Professional friends.

And as much as I teased her about it, flirting and going back and forth with her—she’d just showed me her hand.

She did not see me that way.

Because if she did, she wouldn’t be getting cozy with my nemesis.

It was time to pull my head out of my ass.

Eloise Gable did not want me.

Not the way that I wanted her.

Maybe it was time I got the message.

twelve

. . .

Eloise

“Take it easy, Chadwick,”I called out from the bleachers where I sat watching him.

He was clearly in a mood because he barely acknowledged me when he walked into the ice rink, nor had he given me the time of day since we made our way to the ice.

I’d been surprised to see Brett here when I arrived. I didn’t realize Moe, the man who ran this place, was his grandfather.

Brett had appeared a little down, and he ended up telling me that his father wasn’t doing well.

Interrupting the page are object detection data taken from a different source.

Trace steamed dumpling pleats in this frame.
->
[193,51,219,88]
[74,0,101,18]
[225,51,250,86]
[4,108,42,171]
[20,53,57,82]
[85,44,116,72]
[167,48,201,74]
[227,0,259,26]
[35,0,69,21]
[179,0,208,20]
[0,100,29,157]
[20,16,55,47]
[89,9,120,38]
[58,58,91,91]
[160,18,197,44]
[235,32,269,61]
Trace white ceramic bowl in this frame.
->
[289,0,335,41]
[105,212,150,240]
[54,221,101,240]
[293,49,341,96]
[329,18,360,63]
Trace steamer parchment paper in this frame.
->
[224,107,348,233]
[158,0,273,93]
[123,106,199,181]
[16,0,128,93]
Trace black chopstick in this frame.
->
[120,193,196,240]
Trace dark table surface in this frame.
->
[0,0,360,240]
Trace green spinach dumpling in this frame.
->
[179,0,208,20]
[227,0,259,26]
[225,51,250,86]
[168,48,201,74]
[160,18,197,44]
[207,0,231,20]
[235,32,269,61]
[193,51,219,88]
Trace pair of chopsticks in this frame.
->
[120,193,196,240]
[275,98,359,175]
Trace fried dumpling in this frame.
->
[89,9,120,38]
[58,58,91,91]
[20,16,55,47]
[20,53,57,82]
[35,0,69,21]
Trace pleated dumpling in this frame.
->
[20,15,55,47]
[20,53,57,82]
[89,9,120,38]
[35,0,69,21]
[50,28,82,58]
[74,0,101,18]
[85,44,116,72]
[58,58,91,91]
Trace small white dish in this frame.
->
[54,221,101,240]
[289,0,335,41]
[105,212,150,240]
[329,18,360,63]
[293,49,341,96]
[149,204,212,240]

I may not be a fan of Brett Lewis, but I empathized with what he was going through. Watching someone you love battle cancer was painful and emotional and exhausting.

I lived it, and it had shaped my life in a huge way.

Losing my mother at a young age was traumatic and devastating, but watching her suffer—that had stayed with me

“Oh, are you one of Clark’s coaches?” a woman sitting a few seats away asked, and I turned to look at her. She was sitting with a friend and they appeared to be in their mid-twenties, both very attractive, and they were clearly here to watch Clark.